- Born: Alexandra Daly 1987 (age 38–39) Miami, Florida, U.S.
- Education: Ransom Everglades School Vanderbilt University
- Occupations: Crowdfunding consultant; author;
- Website: daly.nyc

= Alex Daly =

American writer

Alex Daly (born 1987) is an American crowdfunding consultant and author.

== Early life ==
Daly was born in Miami, Florida, where she attended Ransom Everglades High School. She graduated from Vanderbilt University, where she majored in Spanish, Philosophy Honors, and minored in Film Studies. After school, Daly interned at New York Magazine and Spin before working as a fact-checker at WSJ Magazine, and then as a production manager for documentary films.

== Career ==
Daly was the founder of Vann Alexandra, a New York City based consultancy focused on the preparation, promotion, and launch of crowdfunding campaigns on platforms such as Kickstarter and Indiegogo. The company also offered marketing and public relations services, which they refer to as "crowd relations."

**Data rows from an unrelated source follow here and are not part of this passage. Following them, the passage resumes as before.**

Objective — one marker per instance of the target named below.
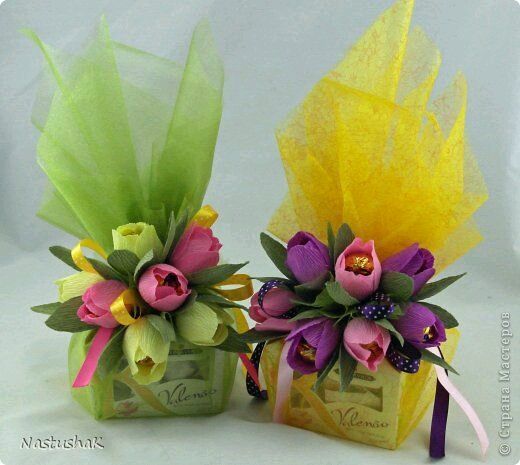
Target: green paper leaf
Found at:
(347, 367)
(398, 286)
(344, 238)
(331, 240)
(428, 356)
(448, 320)
(217, 299)
(123, 261)
(340, 295)
(397, 313)
(391, 329)
(323, 299)
(214, 275)
(234, 343)
(276, 252)
(46, 309)
(322, 375)
(163, 326)
(182, 224)
(112, 354)
(431, 289)
(64, 255)
(65, 317)
(105, 270)
(253, 336)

Daly specialises in the crowdfunding field, leading her to entitle her book "The Crowdsourceress". As of 2016, Daly raised over $20 million from 100,000 people worldwide. Notable clients include Neil Young, Eric Ries, TLC, filmmaker Gary Hustwit, director Griffin Dunne and producer Annabelle Dunne for the Joan Didion documentary The Center Will Not Hold, film production company Mr. Mudd for the Einstein on the Beach documentary, British journalist Eliot Higgins of Bellingcat, and Pentagram partner Marina Willer.

In 2016, she was named a Forbes 30 Under 30 in the Marketing & Advertising category.

In 2019, Vann Alexandra and Daly's PR company DalyPR merged and rebranded into Daly, a marketing and PR company offering publicity, crowdfunding and events services.